Equipments are categorical structures of dimension $2$ having two separate types of $1$-arrows -vertical and horizontal- and supporting restriction and extension of horizontal arrows along vertical ones. Equipments are $2$-functors satisfying certain conditions, but they can also be understood as double categories satisfying a fibrancy condition. In the zoo of $2$-dimensional categorical structures, they fit nicely between $2$-categories and double categories, and are generally considered as the $2$-dimensional categorical structures where synthetic category theory is done, and in reasonable cases, where monoidal bicategories are more naturally defined.
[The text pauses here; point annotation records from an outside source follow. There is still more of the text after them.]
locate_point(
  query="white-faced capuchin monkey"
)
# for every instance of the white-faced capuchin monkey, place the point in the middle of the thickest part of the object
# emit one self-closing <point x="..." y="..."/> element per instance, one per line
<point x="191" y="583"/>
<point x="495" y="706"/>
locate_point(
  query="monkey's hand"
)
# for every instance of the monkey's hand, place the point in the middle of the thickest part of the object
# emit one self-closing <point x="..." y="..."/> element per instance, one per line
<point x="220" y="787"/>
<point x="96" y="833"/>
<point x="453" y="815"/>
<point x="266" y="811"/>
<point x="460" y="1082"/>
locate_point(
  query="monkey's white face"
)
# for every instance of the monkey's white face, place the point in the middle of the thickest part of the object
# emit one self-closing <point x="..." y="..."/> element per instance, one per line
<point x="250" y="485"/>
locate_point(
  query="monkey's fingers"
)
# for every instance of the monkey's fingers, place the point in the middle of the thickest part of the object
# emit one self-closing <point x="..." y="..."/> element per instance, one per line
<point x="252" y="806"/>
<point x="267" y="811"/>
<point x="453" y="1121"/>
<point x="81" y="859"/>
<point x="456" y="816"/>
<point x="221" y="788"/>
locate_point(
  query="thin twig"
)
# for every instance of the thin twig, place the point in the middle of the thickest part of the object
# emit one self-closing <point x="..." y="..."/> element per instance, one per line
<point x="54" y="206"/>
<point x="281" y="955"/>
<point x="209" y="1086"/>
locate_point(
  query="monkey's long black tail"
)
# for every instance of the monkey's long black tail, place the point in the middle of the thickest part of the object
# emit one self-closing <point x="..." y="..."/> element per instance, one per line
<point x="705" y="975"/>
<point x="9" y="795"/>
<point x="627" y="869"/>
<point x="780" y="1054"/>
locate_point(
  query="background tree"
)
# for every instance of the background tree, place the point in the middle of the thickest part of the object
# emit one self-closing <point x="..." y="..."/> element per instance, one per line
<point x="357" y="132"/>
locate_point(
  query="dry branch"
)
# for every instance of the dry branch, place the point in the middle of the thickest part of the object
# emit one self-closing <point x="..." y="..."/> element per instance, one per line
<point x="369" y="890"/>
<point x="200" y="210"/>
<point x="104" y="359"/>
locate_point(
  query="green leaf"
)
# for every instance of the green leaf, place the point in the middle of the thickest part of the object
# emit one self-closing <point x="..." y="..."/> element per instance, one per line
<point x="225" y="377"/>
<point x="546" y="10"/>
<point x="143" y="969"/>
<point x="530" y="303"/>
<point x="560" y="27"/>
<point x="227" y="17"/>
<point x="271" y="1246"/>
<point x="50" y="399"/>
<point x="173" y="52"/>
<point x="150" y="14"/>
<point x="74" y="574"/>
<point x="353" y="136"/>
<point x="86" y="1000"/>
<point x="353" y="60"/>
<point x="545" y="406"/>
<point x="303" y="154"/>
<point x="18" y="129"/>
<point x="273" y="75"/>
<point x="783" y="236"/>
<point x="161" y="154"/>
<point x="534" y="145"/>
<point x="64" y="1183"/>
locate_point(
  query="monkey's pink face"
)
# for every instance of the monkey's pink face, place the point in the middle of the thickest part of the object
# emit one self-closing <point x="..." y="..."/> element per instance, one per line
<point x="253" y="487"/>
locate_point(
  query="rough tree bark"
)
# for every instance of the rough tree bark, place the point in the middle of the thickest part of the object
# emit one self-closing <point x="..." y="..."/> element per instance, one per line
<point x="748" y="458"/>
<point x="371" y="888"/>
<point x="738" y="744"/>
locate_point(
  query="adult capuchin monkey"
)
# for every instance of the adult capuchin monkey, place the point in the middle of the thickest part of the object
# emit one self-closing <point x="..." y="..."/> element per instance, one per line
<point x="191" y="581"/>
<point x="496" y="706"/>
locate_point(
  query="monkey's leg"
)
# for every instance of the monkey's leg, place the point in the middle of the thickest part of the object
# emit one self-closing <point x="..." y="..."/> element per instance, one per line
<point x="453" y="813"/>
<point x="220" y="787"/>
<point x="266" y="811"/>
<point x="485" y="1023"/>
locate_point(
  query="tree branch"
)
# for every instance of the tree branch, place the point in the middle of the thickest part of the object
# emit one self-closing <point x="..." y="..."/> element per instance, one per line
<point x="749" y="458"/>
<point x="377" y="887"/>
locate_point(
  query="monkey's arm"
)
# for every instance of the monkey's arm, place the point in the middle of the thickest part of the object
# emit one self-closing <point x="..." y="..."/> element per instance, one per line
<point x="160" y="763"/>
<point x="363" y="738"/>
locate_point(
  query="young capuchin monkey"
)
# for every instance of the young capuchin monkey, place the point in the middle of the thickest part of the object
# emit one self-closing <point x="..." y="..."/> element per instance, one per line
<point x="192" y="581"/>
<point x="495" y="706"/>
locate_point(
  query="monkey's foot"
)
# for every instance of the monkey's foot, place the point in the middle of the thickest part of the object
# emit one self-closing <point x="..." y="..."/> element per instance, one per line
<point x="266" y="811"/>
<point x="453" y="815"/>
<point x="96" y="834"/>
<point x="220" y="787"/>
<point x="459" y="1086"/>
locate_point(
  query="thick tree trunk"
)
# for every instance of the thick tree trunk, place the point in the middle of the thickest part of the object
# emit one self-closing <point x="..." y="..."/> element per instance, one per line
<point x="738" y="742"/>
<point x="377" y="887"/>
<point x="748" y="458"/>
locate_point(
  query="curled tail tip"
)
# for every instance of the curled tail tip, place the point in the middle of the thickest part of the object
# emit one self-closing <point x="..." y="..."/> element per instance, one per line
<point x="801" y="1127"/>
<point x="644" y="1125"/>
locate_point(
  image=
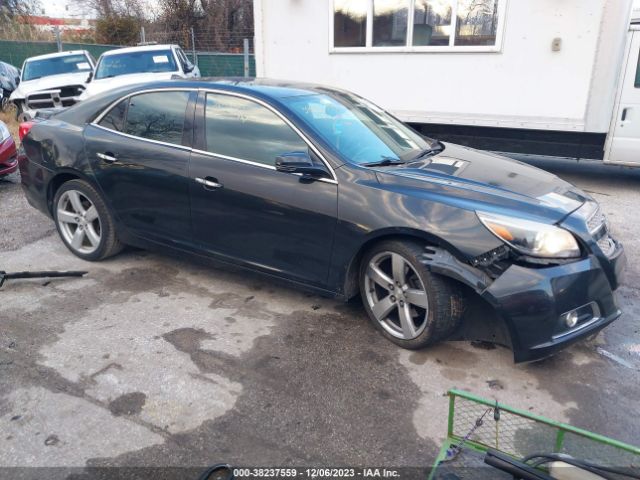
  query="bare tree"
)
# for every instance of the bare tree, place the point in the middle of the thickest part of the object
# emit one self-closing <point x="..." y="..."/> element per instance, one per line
<point x="16" y="8"/>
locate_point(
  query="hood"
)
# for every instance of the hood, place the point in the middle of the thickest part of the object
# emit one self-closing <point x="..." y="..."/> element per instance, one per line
<point x="475" y="180"/>
<point x="103" y="84"/>
<point x="49" y="82"/>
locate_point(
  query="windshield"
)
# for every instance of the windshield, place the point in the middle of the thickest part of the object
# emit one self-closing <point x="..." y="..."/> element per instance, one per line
<point x="358" y="130"/>
<point x="55" y="66"/>
<point x="136" y="62"/>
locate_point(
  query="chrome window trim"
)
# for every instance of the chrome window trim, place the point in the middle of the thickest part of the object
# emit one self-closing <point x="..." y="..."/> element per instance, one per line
<point x="282" y="117"/>
<point x="255" y="164"/>
<point x="157" y="142"/>
<point x="112" y="105"/>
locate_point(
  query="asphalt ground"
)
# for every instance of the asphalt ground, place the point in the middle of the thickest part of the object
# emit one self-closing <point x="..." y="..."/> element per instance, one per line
<point x="151" y="360"/>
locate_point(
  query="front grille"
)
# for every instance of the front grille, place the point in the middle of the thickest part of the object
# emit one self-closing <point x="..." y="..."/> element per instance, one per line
<point x="59" y="97"/>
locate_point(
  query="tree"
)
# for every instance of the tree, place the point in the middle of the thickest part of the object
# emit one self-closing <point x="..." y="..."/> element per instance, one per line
<point x="16" y="8"/>
<point x="118" y="30"/>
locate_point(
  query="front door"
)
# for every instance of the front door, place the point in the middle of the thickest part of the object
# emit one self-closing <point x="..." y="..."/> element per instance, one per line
<point x="246" y="211"/>
<point x="143" y="164"/>
<point x="624" y="144"/>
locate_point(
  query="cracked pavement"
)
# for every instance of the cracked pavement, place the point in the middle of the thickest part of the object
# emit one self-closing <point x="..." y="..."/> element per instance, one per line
<point x="156" y="360"/>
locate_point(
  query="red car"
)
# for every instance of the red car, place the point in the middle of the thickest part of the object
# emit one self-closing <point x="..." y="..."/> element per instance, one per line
<point x="8" y="153"/>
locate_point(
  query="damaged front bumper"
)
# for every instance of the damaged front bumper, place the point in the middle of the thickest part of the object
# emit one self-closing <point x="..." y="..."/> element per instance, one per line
<point x="535" y="302"/>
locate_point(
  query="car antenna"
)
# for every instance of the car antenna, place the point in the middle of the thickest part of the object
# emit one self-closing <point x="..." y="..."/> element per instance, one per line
<point x="4" y="276"/>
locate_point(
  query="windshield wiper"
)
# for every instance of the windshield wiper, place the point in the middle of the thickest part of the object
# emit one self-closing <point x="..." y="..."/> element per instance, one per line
<point x="429" y="151"/>
<point x="384" y="162"/>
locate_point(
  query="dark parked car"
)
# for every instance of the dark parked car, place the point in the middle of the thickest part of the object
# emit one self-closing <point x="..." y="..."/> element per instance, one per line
<point x="8" y="153"/>
<point x="322" y="188"/>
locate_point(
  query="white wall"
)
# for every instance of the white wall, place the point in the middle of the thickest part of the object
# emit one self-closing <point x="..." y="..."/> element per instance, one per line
<point x="525" y="85"/>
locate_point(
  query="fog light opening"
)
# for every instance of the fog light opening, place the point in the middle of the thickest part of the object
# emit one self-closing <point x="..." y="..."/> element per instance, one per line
<point x="571" y="319"/>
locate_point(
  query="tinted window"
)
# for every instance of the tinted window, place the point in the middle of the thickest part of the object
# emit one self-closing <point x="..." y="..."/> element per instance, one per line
<point x="157" y="116"/>
<point x="55" y="66"/>
<point x="243" y="129"/>
<point x="114" y="120"/>
<point x="136" y="62"/>
<point x="357" y="129"/>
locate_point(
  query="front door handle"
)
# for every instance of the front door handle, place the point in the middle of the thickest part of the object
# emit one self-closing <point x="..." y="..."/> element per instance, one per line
<point x="107" y="157"/>
<point x="209" y="182"/>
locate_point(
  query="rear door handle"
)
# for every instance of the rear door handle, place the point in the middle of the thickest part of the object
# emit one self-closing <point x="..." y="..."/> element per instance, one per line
<point x="107" y="157"/>
<point x="209" y="182"/>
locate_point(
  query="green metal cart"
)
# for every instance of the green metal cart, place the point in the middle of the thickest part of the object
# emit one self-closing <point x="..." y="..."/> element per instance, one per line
<point x="478" y="426"/>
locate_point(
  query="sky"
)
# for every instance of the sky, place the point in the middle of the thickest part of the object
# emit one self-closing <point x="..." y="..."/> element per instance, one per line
<point x="69" y="8"/>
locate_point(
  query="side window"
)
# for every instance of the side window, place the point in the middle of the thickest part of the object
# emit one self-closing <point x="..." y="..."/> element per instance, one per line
<point x="114" y="120"/>
<point x="240" y="128"/>
<point x="183" y="59"/>
<point x="157" y="116"/>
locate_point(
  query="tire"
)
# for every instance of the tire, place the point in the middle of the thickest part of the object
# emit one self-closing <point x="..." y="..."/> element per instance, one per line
<point x="430" y="305"/>
<point x="18" y="112"/>
<point x="84" y="222"/>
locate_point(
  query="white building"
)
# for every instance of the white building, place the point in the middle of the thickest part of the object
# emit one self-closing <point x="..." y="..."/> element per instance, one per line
<point x="532" y="76"/>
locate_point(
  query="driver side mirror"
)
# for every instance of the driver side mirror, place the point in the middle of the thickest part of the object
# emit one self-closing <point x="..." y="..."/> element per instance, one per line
<point x="300" y="162"/>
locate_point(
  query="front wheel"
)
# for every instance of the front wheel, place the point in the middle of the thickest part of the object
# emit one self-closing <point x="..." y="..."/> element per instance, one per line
<point x="411" y="306"/>
<point x="84" y="222"/>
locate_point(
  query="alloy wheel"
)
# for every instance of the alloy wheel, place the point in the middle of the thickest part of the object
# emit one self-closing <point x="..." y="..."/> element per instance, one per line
<point x="396" y="295"/>
<point x="79" y="222"/>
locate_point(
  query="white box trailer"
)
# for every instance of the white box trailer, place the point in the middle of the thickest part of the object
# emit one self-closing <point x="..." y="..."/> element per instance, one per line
<point x="544" y="77"/>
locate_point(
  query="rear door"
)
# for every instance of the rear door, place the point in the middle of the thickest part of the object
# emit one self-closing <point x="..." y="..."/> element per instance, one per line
<point x="624" y="142"/>
<point x="141" y="163"/>
<point x="242" y="207"/>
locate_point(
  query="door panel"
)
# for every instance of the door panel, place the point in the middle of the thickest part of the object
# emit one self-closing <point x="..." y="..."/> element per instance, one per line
<point x="271" y="220"/>
<point x="147" y="185"/>
<point x="242" y="207"/>
<point x="625" y="142"/>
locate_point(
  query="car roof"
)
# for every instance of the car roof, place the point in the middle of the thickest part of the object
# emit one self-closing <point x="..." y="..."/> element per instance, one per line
<point x="141" y="48"/>
<point x="56" y="54"/>
<point x="264" y="87"/>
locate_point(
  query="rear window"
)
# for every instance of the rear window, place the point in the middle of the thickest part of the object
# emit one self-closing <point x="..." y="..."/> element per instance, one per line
<point x="136" y="62"/>
<point x="55" y="66"/>
<point x="157" y="116"/>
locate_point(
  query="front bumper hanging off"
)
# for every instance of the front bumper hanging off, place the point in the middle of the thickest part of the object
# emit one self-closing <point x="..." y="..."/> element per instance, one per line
<point x="534" y="303"/>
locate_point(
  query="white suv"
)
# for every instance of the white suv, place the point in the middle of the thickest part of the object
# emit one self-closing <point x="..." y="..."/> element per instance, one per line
<point x="125" y="66"/>
<point x="55" y="80"/>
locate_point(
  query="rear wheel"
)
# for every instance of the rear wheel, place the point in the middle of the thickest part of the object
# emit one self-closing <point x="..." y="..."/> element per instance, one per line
<point x="411" y="306"/>
<point x="84" y="222"/>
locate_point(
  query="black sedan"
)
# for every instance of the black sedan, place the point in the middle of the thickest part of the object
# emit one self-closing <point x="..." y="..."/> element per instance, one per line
<point x="322" y="188"/>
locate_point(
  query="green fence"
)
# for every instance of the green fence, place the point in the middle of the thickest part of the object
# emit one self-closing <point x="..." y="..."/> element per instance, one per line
<point x="211" y="64"/>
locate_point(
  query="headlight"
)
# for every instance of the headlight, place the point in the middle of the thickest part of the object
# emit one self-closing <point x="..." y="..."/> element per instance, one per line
<point x="532" y="238"/>
<point x="4" y="132"/>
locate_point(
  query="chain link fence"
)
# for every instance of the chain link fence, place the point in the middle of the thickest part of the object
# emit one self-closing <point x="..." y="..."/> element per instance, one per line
<point x="216" y="53"/>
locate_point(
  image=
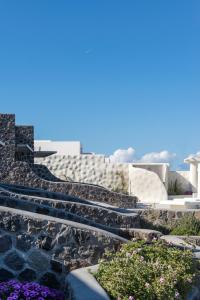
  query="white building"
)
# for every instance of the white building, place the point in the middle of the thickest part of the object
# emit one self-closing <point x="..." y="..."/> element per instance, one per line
<point x="60" y="147"/>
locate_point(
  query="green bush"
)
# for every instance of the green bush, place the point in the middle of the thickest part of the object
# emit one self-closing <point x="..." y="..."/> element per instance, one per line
<point x="142" y="271"/>
<point x="188" y="225"/>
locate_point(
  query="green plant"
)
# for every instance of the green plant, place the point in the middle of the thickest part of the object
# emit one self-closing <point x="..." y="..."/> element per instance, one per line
<point x="175" y="188"/>
<point x="187" y="225"/>
<point x="141" y="271"/>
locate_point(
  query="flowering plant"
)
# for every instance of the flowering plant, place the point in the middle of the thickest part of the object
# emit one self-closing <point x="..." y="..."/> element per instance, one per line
<point x="153" y="271"/>
<point x="14" y="290"/>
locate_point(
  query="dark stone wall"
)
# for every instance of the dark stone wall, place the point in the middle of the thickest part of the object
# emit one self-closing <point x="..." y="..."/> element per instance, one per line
<point x="22" y="174"/>
<point x="25" y="135"/>
<point x="7" y="135"/>
<point x="45" y="249"/>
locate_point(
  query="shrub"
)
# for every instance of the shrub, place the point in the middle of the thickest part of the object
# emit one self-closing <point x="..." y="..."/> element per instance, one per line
<point x="187" y="225"/>
<point x="143" y="271"/>
<point x="13" y="290"/>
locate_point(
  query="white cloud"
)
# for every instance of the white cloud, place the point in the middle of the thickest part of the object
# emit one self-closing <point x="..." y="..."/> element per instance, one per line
<point x="128" y="156"/>
<point x="158" y="157"/>
<point x="195" y="154"/>
<point x="123" y="155"/>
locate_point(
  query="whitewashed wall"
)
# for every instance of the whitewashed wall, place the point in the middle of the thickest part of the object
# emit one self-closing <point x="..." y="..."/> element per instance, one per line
<point x="182" y="178"/>
<point x="89" y="169"/>
<point x="147" y="182"/>
<point x="146" y="185"/>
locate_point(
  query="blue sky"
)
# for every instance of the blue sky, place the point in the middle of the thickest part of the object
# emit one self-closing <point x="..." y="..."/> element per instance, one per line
<point x="110" y="73"/>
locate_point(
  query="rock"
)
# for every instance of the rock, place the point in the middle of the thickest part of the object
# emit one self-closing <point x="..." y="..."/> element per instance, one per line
<point x="45" y="242"/>
<point x="14" y="261"/>
<point x="5" y="275"/>
<point x="50" y="280"/>
<point x="56" y="266"/>
<point x="27" y="275"/>
<point x="24" y="242"/>
<point x="5" y="243"/>
<point x="38" y="261"/>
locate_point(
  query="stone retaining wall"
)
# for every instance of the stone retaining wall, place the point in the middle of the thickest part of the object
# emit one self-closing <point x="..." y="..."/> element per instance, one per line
<point x="22" y="173"/>
<point x="92" y="169"/>
<point x="45" y="249"/>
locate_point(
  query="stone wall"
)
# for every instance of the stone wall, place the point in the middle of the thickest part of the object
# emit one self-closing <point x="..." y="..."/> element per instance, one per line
<point x="92" y="169"/>
<point x="45" y="249"/>
<point x="164" y="219"/>
<point x="182" y="178"/>
<point x="25" y="135"/>
<point x="22" y="174"/>
<point x="7" y="136"/>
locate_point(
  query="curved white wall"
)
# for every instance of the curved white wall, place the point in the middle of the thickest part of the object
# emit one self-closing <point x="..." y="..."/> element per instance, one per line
<point x="146" y="185"/>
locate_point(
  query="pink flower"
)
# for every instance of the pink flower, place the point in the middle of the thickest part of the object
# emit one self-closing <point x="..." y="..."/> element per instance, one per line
<point x="161" y="280"/>
<point x="177" y="295"/>
<point x="147" y="285"/>
<point x="128" y="254"/>
<point x="141" y="258"/>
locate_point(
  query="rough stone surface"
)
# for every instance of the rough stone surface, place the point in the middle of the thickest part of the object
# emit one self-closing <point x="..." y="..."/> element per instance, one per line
<point x="24" y="242"/>
<point x="5" y="243"/>
<point x="49" y="279"/>
<point x="27" y="275"/>
<point x="38" y="261"/>
<point x="14" y="261"/>
<point x="5" y="275"/>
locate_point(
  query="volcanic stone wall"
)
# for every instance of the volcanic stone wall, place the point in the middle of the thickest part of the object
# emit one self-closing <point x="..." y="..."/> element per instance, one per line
<point x="21" y="173"/>
<point x="7" y="136"/>
<point x="25" y="135"/>
<point x="45" y="249"/>
<point x="91" y="169"/>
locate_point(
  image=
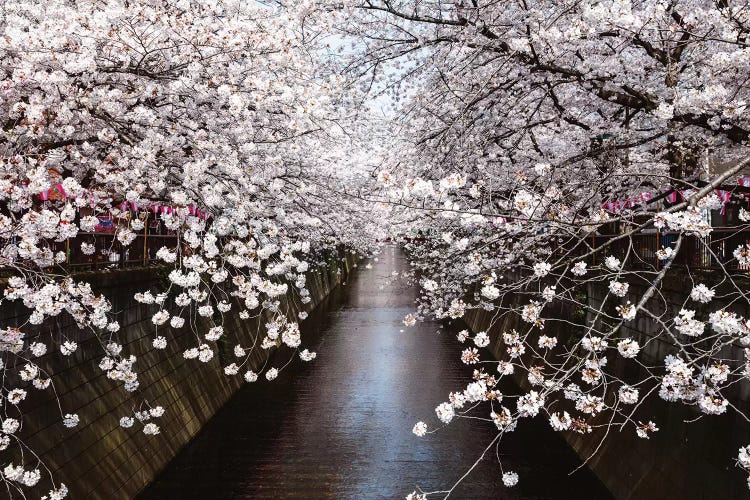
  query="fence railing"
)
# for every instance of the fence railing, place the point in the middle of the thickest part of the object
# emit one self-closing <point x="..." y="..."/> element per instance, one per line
<point x="714" y="251"/>
<point x="110" y="253"/>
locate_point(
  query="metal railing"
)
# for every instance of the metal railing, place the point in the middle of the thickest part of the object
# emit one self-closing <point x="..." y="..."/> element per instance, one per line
<point x="110" y="253"/>
<point x="713" y="252"/>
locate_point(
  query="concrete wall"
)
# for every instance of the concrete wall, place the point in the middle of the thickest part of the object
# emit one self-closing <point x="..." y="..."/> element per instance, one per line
<point x="100" y="460"/>
<point x="685" y="461"/>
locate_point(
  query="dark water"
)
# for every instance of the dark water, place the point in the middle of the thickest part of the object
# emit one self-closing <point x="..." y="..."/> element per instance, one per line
<point x="340" y="427"/>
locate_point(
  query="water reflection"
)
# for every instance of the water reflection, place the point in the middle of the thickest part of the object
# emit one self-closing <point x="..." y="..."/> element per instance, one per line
<point x="340" y="427"/>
In this talk I discuss the problem of lifting a $2$-category into an equipment along a given category of vertical arrows, and how this problem allows us to define a notion of length on general double categories. The length of a double category is a number that roughly measures the amount of work one needs to do to reconstruct the double category from a bicategory along its set of vertical arrows. I will review the length of double categories, and I will discuss the crossed product of a decorated bicategory construction -a method for constructing different double categories from a given bicategory is presented-. One of the main ingredients of the construction are so-called canonical squares. I will show that in certain classes of equipments -fully faithful and absolutely dense- every square that can be canonical is indeed canonical. I will explain how from this, it can be concluded that fully faithful and absolutely dense equipments are of length 1, and so they can be 'easily' reconstructed from their horizontal bicategories.